Under party-list proportional representation systems, parties receive a number of seats in proportion to the number of votes they received. If a party does not have enough people to fill its vacancies, there is an underhang. For example, if a party wins enough votes for ten seats, but only has seven people nominated on its list, then there is an underhang of three seats.

Parties with underhangs usually are not entitled to retroactively add to their list, and lose the potential seats represented by the underhang. For instance, if New Zealand's 99 MP Party (whose stated manifesto was to reduce the size of parliament) had received five percent of the vote in the 2005 New Zealand general election, they would have been entitled to six seats within the 120 seat House of Representatives.
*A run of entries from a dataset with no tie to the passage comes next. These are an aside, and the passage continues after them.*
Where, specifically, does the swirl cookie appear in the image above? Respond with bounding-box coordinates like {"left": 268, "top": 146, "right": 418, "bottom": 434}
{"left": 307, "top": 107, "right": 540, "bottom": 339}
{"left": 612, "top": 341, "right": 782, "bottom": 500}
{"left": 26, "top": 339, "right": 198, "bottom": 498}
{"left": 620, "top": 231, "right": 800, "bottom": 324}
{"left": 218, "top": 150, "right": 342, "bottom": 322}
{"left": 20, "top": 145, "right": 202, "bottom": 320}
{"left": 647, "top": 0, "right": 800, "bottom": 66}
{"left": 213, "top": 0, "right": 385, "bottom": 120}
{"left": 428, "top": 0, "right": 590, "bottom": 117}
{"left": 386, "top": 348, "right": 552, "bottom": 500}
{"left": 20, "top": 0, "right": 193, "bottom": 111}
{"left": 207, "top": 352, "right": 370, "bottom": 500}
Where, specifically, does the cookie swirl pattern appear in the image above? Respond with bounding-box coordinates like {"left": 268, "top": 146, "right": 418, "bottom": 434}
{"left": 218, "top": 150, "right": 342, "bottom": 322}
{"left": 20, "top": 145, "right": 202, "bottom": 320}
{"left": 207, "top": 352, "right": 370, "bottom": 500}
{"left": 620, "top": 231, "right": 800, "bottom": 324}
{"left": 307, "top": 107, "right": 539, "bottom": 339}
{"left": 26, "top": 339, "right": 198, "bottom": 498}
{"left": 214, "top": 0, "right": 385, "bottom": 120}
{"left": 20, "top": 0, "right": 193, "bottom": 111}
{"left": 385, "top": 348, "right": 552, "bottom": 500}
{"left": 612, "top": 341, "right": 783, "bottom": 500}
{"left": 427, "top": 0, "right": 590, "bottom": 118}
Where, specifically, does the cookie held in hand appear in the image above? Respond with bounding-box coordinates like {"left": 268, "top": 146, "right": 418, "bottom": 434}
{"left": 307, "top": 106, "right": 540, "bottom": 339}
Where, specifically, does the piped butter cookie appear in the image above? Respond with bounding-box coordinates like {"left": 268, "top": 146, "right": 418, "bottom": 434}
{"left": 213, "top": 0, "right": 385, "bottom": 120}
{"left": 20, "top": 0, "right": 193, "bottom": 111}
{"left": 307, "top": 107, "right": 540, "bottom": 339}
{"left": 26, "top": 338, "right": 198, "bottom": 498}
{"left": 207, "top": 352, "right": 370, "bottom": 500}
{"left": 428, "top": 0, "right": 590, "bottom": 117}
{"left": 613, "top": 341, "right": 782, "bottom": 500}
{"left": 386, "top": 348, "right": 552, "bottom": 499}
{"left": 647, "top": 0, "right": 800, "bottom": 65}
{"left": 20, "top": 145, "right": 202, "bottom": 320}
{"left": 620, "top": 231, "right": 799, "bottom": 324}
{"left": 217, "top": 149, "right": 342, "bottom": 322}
But because they had just two people on their list, they would have filled only two seats. The House would thus have shrunk by four MPs. Since the party received only 0.03% of the vote, this eventuality was avoided.

Another way of dealing with underhangs is to allow the party to nominate people to become MPs.

In the Scottish Parliament an underhang seat was caused by the death of Margo MacDonald in 2014. As she was elected as a regional list MSP as an independent (effectively the sole candidate of "the Margo party") her seat was left vacant until the next election.

Parties aim to avoid the problem by having a substantially larger list than they would hope to win as seats.